Yes, I had already seen that other post, but it didn’t help. My problem (I think) is that I don’t really understand what the usage pattern is supposed to be (and I can’t find any fully-fleshed out examples of training and then using a model with BatchNorm). Let me be clear about my questions (and I apologize if these seem silly or obvious; I’m still learning MXNet).
Question 1: How do I set a parameter such as “use_global_stats” differently when training vs inferring? In my (limited) understanding, the model is defined then trained then used for inference. The model - including the “use_global_stats” param - is defined in the first stage. How can I change the “use_global_stats” param AFTER the model has been defined and trained? Do I have to create a new model and then transfer the params from the trained model into the new variant? It would really, really help to see a COMPLETE example of using BatchNorm – from definition to training to saving to reloading to inferring.

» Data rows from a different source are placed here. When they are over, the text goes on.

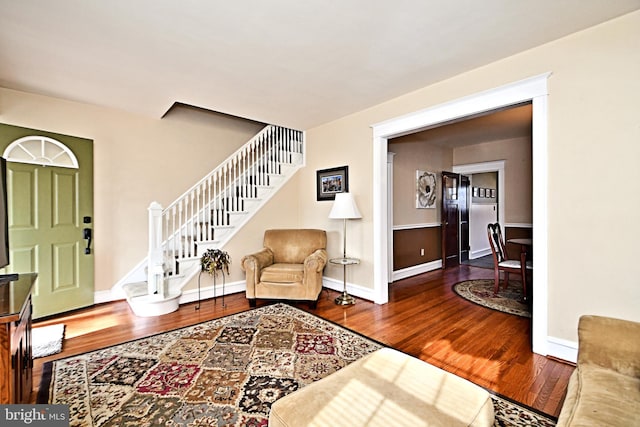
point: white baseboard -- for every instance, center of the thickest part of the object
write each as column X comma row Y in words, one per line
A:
column 562, row 349
column 191, row 295
column 479, row 253
column 352, row 289
column 100, row 297
column 416, row 269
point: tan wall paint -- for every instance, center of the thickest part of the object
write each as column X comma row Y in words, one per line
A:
column 517, row 170
column 411, row 155
column 136, row 160
column 593, row 145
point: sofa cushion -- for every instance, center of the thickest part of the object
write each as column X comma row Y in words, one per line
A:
column 282, row 273
column 385, row 388
column 601, row 397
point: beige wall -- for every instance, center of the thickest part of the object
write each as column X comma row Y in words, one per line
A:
column 517, row 170
column 593, row 144
column 136, row 160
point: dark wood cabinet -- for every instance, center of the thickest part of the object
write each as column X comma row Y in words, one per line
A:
column 16, row 361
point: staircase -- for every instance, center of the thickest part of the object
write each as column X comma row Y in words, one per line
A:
column 207, row 216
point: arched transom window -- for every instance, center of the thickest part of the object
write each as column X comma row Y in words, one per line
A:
column 41, row 150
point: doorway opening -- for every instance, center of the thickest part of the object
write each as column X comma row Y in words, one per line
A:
column 532, row 90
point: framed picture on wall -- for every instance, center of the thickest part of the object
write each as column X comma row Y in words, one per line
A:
column 329, row 182
column 425, row 190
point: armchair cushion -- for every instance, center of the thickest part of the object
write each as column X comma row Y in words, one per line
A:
column 289, row 266
column 283, row 273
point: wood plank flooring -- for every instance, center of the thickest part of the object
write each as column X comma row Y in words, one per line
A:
column 424, row 318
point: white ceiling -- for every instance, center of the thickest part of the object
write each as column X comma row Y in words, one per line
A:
column 292, row 63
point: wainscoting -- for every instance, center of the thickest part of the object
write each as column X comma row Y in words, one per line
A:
column 416, row 249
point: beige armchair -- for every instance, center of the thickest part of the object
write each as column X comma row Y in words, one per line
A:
column 289, row 267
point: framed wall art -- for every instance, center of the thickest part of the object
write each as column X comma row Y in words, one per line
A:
column 329, row 182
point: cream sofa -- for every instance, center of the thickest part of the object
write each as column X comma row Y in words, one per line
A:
column 386, row 388
column 604, row 389
column 288, row 267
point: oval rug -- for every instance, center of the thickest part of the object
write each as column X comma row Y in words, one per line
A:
column 481, row 292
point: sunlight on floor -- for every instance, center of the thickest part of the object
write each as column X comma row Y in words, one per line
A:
column 479, row 370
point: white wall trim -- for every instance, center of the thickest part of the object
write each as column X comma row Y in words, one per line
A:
column 417, row 269
column 563, row 349
column 479, row 253
column 533, row 89
column 414, row 226
column 518, row 225
column 100, row 297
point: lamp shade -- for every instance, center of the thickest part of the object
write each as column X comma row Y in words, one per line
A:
column 344, row 207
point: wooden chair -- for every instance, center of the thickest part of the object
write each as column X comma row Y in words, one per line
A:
column 501, row 261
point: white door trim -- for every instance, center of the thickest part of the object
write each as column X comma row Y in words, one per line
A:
column 533, row 90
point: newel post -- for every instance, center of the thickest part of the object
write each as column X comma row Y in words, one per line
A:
column 155, row 268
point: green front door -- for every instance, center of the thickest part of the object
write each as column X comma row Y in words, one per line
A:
column 49, row 208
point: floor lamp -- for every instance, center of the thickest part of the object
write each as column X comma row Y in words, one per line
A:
column 344, row 208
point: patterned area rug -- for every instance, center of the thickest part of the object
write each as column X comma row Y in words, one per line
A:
column 481, row 292
column 225, row 372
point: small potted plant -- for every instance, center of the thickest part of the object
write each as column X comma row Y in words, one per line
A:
column 212, row 261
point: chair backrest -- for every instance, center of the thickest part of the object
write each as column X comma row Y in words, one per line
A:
column 495, row 240
column 292, row 246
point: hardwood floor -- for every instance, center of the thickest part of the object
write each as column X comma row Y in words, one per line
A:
column 424, row 318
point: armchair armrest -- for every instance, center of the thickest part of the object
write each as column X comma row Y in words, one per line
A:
column 257, row 261
column 610, row 343
column 316, row 261
column 253, row 265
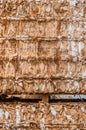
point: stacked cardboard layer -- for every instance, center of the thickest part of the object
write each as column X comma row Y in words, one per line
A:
column 43, row 116
column 43, row 8
column 42, row 51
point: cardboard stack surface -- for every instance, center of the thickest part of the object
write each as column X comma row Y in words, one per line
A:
column 42, row 51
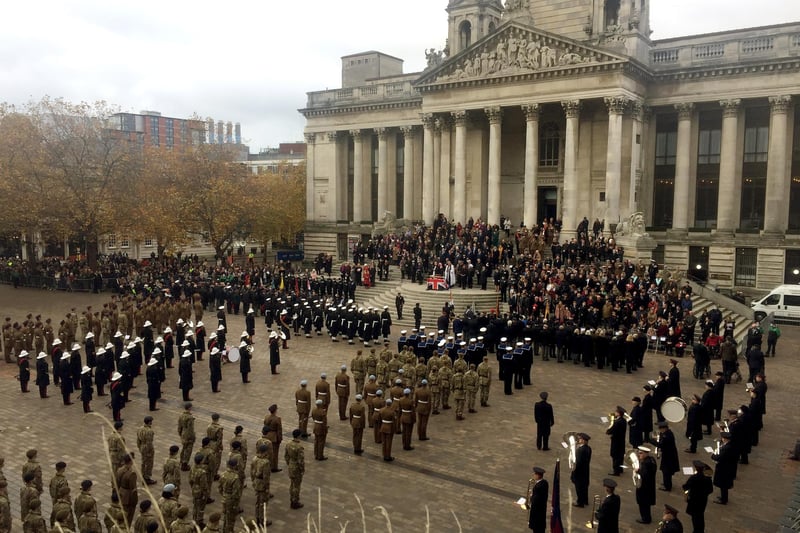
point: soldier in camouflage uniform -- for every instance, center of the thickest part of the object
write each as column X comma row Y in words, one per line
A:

If that example exists, I certainly haven’t been able to find it.
Question 2: In my example, I did nothing at all special. I defined the model (without specifying “use_global_stats”). I trained the model. I then did scoring with the trained model using the same data as was used for training, just to try and verify/debug the results. I did not change anything between defining, training and scoring with the model. My question is: What is the expected behavior of the score function (in terms of BatchNorm) in this situation? What mean and variance was being used? Should the mean and variance learned by the training process have survived and been utilized automatically in this case? If not, how do I capture that data and pass it on to the model during inference and/or scoring?
Again, I think all of these questions would be answered easily by seeing a fully worked example that goes through all the stages of defining, training, saving, loading and then using a model with BatchNorm.